②について、どのような場合に照合が容易といえるのだろうか。この点については、それ自体では識別性を欠く情報につき、事業者において、特別な手間や費用をかけることなく、通常の業務における一般的な方法で、個人を識別する他の情報との照合が可能な状態が照合容易性がある場合であるとされる。他の事業者に通常の業務では行っていない特別な照会をし、当該他の事業者において、相当な調査をしてはじめて回答が可能になるような場合、内部組織間でもシステムの差異のため技術的に照合が困難な場合、照合のため特別のソフトを購入してインストールする必要がある場合には、照合容易性がないとされる。
(2)「個人データ」
次に、「個人データ」とは、「個人情報データベース等を構成する個人情報」である(16条3項)。したがって、個人情報であっても検索できるように体系的に構成されていないもの(散在情報)は、「個人データ」に含まれない。個人データについては、データ内容の正確性確保、安全管理措置、従業者・委託先の監督、第三者提供の制限といった規律が適用される(22~30条等)。
(3)「保有個人データ」
最後に「保有個人データ」とは、「個人データ」のうち、当該個人情報取扱事業者が開示、内容の訂正等の関与権限が認められるものであり(16条4項)、本人関与関係の規律が適用される(32~39条等)。委託を受けて個人データを取り扱っているような場合には、こうした権限がないのが通常であり、その場合には「保有個人データ」に該当しない。
(4)要配慮情報
2015年法改正によって「要配慮個人情報」の概念が新設された(2条3項)。
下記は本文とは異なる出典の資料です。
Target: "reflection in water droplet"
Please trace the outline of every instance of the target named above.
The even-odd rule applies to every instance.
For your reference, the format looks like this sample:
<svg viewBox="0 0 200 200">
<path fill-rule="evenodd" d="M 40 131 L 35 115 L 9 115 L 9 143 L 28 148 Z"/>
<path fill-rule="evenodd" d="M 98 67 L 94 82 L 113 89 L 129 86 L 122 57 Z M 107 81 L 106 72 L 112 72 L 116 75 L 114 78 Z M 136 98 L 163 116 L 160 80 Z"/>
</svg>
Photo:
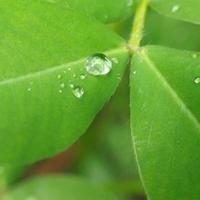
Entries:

これは従来一般にセンシティブ情報などと言われてきたもので、個人情報のうち、人種、信条、社会的身分、病歴、犯罪歴、犯罪被害等である。これらは、不当な差別や偏見等不利益を生むおそれがあることから特に慎重な配慮が要求されるため、取得の際に原則として同意を要する(20条2項)など、一般の個人情報とは区別して厳格な規律がなされる。
(5)個人情報取扱事業者
民間部門の規律が適用されるのは、「個人情報取扱事業者」に対してであり、これは、個人情報データベース等を事業の用に供している者のうち、国など公的部門を除いたもののことである(16条2項)。事業とは営利事業に限定されないので、NPOのような非営利事業を行う者も個人情報取扱事業者となりうる。